Document Type

Thesis

Date of Degree Completion

Summer 2021

Degree Name

Master of Science (MS)

Department

Law and Justice

Committee Chair

Cody Stoddard

Second Committee Member

Todd Schaefer

Third Committee Member

Robert Claridge

Abstract

Immigration has remained one of the most controversial political debates throughout the United States. Research has yet to fully examine the effects of political affiliation of federal districts on sentencing outcomes for specific immigration offenses. To fill the gaps in research, this study compares political affiliation of federal districts among immigration offenses to determine variations in sentencing outcomes.
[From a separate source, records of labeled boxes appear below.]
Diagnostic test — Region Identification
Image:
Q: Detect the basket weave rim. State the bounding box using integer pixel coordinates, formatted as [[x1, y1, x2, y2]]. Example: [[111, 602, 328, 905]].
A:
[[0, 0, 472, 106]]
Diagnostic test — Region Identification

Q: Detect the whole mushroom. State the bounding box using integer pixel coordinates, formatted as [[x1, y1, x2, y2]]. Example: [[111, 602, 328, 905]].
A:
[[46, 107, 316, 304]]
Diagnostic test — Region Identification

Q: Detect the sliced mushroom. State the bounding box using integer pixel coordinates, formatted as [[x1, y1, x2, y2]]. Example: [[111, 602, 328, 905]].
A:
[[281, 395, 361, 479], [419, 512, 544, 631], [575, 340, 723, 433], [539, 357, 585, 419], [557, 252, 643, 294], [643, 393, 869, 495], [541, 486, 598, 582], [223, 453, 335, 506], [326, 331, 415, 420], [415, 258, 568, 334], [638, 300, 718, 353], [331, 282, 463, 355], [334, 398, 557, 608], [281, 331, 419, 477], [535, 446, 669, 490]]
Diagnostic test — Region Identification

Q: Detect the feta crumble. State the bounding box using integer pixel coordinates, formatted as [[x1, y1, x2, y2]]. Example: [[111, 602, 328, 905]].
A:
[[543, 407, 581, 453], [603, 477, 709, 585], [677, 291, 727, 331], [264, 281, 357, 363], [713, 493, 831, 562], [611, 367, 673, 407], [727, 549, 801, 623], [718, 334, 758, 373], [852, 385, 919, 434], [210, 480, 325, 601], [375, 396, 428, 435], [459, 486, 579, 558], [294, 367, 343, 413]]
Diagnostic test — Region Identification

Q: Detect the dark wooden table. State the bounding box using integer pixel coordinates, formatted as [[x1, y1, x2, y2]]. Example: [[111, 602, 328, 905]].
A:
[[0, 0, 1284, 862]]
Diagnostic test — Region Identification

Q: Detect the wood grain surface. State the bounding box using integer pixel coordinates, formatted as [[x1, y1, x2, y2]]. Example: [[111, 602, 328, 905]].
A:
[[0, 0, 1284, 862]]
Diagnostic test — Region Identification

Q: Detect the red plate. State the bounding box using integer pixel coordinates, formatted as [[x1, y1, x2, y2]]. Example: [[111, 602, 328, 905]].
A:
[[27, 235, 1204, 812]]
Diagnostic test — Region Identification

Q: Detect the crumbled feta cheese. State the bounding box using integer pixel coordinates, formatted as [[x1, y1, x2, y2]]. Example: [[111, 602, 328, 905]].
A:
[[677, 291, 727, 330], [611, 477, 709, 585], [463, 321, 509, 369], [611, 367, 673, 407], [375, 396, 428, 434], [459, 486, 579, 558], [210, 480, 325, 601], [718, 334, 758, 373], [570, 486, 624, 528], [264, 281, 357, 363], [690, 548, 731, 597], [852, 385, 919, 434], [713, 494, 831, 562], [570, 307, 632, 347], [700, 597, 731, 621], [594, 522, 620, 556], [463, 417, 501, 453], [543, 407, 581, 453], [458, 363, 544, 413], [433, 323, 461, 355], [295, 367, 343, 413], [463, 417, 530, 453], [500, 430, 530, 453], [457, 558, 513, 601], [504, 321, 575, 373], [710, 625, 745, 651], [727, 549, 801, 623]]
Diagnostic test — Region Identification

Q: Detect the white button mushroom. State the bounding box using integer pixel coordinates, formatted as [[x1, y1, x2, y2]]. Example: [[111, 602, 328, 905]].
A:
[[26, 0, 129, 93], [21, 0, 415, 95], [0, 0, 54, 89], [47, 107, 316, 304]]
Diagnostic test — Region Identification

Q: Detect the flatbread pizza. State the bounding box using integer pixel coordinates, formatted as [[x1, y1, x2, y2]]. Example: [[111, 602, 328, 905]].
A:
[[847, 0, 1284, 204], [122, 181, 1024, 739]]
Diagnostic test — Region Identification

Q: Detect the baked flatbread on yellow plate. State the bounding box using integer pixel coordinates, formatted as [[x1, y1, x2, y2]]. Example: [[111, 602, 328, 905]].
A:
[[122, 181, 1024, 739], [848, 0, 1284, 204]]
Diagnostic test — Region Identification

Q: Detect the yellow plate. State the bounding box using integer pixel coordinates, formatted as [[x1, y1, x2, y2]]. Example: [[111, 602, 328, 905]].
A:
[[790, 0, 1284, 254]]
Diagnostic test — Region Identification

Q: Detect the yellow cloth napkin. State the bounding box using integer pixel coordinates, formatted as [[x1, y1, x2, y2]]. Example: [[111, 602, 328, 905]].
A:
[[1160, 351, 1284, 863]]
Data included Presidential and House of Representative votes for the 2016 election and Monitoring of Federal Sentencing for the fiscal years of 2015-2016. Analysis includes case processing/legal variables, defendant characteristics, and political affiliation. To analyze political affiliation, a binary logistic regression was used for an in/out decision and a linear regression was used to determine sentence length in months. Following previous research, findings suggest that case processing and legal variables have a stronger influence on sentencing outcomes when compared to defendant characteristics. Results indicated that among illegal re-entry offenses, districts labeled as Republican were less likely to provide defendants with a prison sentence when compared to districts labeled as Democratic. However, districts labeled as Republican on average provided defendants with longer sentences when compared to districts labeled as Democratic.